Le même lien logique qui enchaîne les croyances entre elles relie les pratiques aux croyances. C’est ce que M. Spencer établit d’une manière saisissante en traitant successivement de l’inspiration, de la divination, de la sorcellerie, des lieux sacrés, des sacrifices, du jeûne et de la prière, des rites funéraires et du culte des ancêtres, du culte des idoles, des fétiches, des animaux, des plantes, etc. Le fond commun de toute la religion primitive, c’est toujours, selon lui, cette croyance à la survivance des morts, et partant à une multitude d’esprits, flottant comme par essaims dans tout l’univers, présents partout, s’immisçant dans toutes choses, causes présumées des biens et des maux.

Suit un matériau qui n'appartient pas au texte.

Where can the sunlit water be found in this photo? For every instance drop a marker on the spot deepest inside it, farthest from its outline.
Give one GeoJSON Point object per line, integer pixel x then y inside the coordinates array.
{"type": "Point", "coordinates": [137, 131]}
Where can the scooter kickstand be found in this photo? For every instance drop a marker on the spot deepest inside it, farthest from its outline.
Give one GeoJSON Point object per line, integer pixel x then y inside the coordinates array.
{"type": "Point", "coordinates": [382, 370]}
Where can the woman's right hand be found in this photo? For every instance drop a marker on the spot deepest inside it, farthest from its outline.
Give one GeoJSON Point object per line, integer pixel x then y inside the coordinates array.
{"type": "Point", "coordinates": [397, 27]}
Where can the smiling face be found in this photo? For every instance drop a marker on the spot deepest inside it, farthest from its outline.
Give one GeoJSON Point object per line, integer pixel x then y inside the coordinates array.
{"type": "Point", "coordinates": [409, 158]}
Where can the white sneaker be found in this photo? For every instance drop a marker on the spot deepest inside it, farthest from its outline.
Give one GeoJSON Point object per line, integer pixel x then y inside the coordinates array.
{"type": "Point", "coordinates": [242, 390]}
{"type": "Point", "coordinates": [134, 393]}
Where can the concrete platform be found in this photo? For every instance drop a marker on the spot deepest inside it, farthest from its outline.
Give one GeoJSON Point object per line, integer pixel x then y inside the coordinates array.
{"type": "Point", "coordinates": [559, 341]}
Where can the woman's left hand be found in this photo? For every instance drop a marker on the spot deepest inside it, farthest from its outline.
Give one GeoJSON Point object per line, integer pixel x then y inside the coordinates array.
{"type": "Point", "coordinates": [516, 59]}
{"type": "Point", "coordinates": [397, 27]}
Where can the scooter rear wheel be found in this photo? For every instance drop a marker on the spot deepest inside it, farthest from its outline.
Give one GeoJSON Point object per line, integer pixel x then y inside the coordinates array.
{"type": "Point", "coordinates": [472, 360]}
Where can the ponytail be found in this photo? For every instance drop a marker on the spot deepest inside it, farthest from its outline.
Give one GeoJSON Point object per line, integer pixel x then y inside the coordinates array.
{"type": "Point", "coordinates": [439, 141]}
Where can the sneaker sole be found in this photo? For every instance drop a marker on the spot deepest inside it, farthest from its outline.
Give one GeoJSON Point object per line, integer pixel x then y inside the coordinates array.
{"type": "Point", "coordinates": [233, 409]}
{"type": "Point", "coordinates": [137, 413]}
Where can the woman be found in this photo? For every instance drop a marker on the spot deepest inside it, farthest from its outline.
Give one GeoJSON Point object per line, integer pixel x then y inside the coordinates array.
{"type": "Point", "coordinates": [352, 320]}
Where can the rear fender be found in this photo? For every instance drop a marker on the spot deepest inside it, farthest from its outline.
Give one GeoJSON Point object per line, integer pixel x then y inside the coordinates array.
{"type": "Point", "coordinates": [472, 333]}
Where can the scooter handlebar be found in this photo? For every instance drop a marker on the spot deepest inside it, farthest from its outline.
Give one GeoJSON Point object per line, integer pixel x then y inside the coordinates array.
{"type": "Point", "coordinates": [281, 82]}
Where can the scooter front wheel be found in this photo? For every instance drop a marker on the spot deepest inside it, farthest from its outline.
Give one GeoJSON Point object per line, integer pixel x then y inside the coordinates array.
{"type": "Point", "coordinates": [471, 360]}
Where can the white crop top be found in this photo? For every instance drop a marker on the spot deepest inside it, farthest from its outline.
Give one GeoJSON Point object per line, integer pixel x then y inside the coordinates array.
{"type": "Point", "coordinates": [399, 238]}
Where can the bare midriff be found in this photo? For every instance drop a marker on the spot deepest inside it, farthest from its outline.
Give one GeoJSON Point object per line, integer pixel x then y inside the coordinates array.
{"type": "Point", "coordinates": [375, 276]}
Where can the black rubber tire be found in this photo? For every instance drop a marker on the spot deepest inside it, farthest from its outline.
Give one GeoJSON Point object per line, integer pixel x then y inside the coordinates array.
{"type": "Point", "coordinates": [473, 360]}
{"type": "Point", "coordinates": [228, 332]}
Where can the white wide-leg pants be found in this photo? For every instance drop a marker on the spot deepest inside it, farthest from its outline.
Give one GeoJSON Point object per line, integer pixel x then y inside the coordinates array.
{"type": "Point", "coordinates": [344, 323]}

C’est aux mythologues et à ceux qui étudient l’histoire des religions, qu’il appartient de discuter ces vues de M. Spencer, de nous dire si elles forment un système aussi exact et conforme aux faits, que logique et bien lié. L’auteur ne se dissimule pas qu’il choque les théories aujourd’hui régnantes parmi des savants de la plus haute autorité ; mais il déclare que les théories de ces savants ne sont « ni conformes aux lois de l’évolution mentale, ni d’accord avec les faits sans nombre que nous offrent les races non civilisées[1]. » Sa théorie, à lui, toute hardie

  1. M. Spencer semble faire ici allusion principalement à la théorie exposée par M. Max Mûller dans sa Science des Religions.